Etoposide Teva

Etoposide Teva Mechanism of Action

etoposide

Manufacturer:

Teva

Distributor:

KLN Pharma
Full Prescribing Info
Action
Pharmacology: Pharmacodynamics: Action: Etoposide is a semisynthetic podophyllotoxin-derivative antineoplastic agent.
Etoposide has cytostatic action which prevents the cells from entering mitosis or destroys them in the premitotic phase. The exact mechanism of action of etoposide is not known, but the drug appears to produce its cytotoxic effects by damaging DNA and thereby inhibiting or altering DNA synthesis. Etoposide appears to be cell-cycle dependent and cycle-phase specific, inducing G2-phase arrest and preferentially killing cells in the G2 and late S phases.
Pharmacokinetics: Absorption and Distribution: On intravenous administration, the disposition of etoposide is best described as a biphasic process with a distribution half-life of about 1.5 hours and terminal elimination half-life ranging from 4-11 hours.
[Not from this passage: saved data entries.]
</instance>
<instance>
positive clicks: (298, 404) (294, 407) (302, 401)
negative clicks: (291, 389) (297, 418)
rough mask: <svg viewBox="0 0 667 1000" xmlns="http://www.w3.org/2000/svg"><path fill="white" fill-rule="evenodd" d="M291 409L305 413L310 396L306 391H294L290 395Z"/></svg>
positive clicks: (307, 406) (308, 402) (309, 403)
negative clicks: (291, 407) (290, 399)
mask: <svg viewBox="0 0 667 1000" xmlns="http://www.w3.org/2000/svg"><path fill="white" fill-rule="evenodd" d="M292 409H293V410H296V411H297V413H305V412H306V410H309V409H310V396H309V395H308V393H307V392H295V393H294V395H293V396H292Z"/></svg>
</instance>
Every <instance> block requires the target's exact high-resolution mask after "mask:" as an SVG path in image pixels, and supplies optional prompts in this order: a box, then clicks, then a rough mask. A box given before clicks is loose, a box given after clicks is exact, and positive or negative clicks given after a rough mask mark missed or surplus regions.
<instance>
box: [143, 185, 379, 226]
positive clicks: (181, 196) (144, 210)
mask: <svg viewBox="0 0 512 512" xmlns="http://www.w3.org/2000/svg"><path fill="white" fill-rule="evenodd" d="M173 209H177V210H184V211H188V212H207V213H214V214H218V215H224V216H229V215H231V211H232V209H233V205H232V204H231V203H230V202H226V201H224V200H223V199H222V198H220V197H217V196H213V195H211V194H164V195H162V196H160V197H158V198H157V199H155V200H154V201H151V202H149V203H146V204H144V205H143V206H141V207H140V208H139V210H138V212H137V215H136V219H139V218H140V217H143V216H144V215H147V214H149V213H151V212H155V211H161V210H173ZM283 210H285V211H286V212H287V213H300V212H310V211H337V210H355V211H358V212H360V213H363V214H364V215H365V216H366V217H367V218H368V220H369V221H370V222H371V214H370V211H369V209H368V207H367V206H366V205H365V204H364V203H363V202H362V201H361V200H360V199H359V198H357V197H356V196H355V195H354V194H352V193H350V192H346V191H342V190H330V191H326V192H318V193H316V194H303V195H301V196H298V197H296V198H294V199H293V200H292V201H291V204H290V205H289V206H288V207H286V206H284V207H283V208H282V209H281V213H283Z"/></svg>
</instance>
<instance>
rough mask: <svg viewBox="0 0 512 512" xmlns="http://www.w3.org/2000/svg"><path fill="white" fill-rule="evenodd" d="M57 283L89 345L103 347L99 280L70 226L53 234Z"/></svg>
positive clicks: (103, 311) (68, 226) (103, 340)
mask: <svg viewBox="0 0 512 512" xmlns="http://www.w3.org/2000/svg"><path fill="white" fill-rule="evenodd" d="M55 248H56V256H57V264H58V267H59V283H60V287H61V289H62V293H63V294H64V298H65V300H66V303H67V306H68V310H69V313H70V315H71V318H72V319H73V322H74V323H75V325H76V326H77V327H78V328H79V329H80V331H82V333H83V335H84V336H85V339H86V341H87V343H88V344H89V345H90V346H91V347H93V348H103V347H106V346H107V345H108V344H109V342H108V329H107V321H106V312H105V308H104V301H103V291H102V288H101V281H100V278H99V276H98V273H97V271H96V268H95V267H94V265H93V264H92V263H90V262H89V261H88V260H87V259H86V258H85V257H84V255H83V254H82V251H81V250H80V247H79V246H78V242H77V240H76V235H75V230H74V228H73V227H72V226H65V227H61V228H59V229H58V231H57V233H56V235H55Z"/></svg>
Total body clearance values range from 33-48 ml/min or 16-36 ml/min and, like the terminal elimination half-life, are independent of dose over a range 100-600 mg/m2. Etoposide is distributed minimally into pleural fluid and has been detected in the saliva, liver, spleen, kidney, myometrium, healthy brain tissue, and brain tumor tissue. Limited data suggest that distribution of the drug into bile is minimal. It is not known if etoposide is distributed into milk. The drug apparently crosses the placenta in animals. Etoposide apparently does not readily penetrate the CNS (although CSF etoposide concentrations generally range from undetectable to less than 5% of concurrent plasma concentrations during the initial 24 hours after IV administration of the drug, even after administration of very high doses). In vitro, etoposide is highly protein bound (97%) to human plasma proteins.
Metabolism and Excretion: The metabolic fate of etoposide has not been completely determined. Etoposide appears to be metabolized principally to produce the resulting hydroxy acid; this metabolite appears to be pharmacologically inactive. Other metabolites include glucuronide and sulfate conjugates. In vitro, they have minimal cytotoxic activity. Etoposide is cleared by both renal and nonrenal processes, i.e. metabolism and biliary excretion. The effect of renal disease on plasma etoposide clearance is not known. Biliary excretion appears to be a minor route of etoposide elimination. Only 6% or less of an intravenous dose is recovered in the bile as etoposide. Metabolism accounts for most of the nonrenal clearance of etoposide. The major urinary metabolite of etoposide in adults and children is the hydroxy acid. Glucuronide and/or sulfate conjugates of etoposide are excreted in urine and represent 5-22% of the dose. In adults, the total body clearance of etoposide is correlated with creatinine clearance, serum albumin concentration and nonrenal clearance. In children, elevated serum SGPT levels are associated with reduced total body clearance of the drug. Prior use of cisplatin may also result in a decrease of etoposide total body clearance in children. In children, approximately 55% of the dose is excreted in the urine as etoposide in 24 hours. The mean renal clearance of etoposide is 7-10 ml/min/m2 or about 35% of the total body clearance over a dose range of 80 to 600 mg/m2.